How to delete repeating characters with stringr-CodePudding

I have a dataframe that looks like this:

library(tibble)
tibble(address_bad = c("1 DA DATALPA PL", 
                       "231 ST STERN AVE", 
                       "943 W WESTON AVE"))
#> # A tibble: 3 × 1
#>   address_bad     
#>   <chr>           
#> 1 1 DA DATALPA PL 
#> 2 231 ST STERN AVE
#> 3 943 W WESTON AVE

The distinguishing characteristic is that some (but not all) addresses have the first two letters of the street name as a separate word before the street name (e.g., "1 DA DATALPA PL"). In that case, I want to change it to "1 DATALPA PL". But sometimes, there is a single character indicating the direction (north, south, east, west), which I want to keep (e.g.,"943 W WESTON AVE").
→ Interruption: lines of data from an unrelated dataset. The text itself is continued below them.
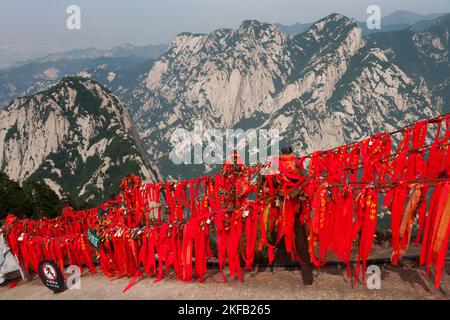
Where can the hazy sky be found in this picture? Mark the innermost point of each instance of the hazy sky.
(39, 26)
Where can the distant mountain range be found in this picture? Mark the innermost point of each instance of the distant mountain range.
(76, 137)
(397, 20)
(325, 86)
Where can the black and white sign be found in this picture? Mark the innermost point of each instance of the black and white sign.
(51, 275)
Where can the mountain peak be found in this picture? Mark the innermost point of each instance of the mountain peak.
(76, 137)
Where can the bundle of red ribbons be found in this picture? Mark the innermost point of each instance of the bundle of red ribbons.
(157, 228)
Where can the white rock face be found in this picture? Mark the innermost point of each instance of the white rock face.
(75, 129)
(230, 72)
(321, 88)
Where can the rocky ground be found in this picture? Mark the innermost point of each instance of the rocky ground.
(402, 282)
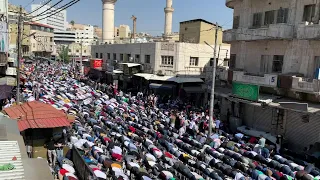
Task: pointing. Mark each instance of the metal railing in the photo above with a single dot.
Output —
(84, 172)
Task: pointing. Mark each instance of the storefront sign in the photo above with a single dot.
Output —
(245, 91)
(3, 37)
(96, 63)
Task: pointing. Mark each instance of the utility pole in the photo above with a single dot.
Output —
(19, 39)
(213, 80)
(134, 19)
(81, 70)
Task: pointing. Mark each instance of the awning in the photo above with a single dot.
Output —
(117, 72)
(193, 89)
(161, 86)
(10, 81)
(37, 115)
(131, 64)
(168, 78)
(9, 150)
(186, 80)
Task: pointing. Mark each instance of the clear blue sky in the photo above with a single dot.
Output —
(150, 13)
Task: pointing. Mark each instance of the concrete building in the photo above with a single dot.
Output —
(274, 54)
(85, 34)
(168, 10)
(42, 43)
(161, 60)
(57, 21)
(123, 31)
(25, 43)
(199, 31)
(75, 50)
(108, 21)
(64, 37)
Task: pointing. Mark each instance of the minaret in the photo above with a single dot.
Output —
(108, 21)
(168, 18)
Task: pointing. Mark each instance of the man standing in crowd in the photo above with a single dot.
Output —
(52, 155)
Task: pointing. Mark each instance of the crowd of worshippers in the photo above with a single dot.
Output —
(125, 136)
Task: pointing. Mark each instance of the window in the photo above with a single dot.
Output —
(121, 57)
(236, 22)
(147, 58)
(167, 60)
(257, 18)
(211, 62)
(316, 65)
(309, 12)
(282, 16)
(265, 65)
(277, 63)
(128, 57)
(269, 17)
(194, 61)
(137, 58)
(233, 58)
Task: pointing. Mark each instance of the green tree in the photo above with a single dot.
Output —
(63, 55)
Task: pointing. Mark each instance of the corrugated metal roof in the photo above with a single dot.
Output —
(9, 150)
(37, 115)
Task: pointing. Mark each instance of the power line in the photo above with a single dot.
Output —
(42, 14)
(40, 7)
(28, 4)
(59, 10)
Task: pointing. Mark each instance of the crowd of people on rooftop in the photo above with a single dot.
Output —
(138, 136)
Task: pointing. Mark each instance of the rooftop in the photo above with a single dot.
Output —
(198, 20)
(39, 24)
(37, 115)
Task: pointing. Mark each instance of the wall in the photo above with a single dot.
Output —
(58, 21)
(209, 36)
(190, 32)
(139, 48)
(44, 41)
(13, 29)
(298, 55)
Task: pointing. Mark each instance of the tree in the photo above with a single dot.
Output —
(63, 55)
How can I use stringr functions to get the following result:

tibble(address_good = c("1 DATALPA PL",
                        "231 STERN AVE", 
                        "943 W WESTON AVE"))
#> # A tibble: 3 × 1
#>   address_good    
#>   <chr>           
#> 1 1 DATALPA PL    
#> 2 231 STERN AVE   
#> 3 943 W WESTON AVE

CodePudding user response：

We could capture the two uppercase letters ([A-Z]{2}), check for any optional space before the backreference of the captured group (\\s?\\1) and replace with the backreference

df1$address_bad <- gsub("([A-Z]{2})(\\s?\\1)", "\\1", df1$address_bad)
df1$address_bad
[1] "1 DATALPA PL"     "231 STERN AVE"    "943 W WESTON AVE"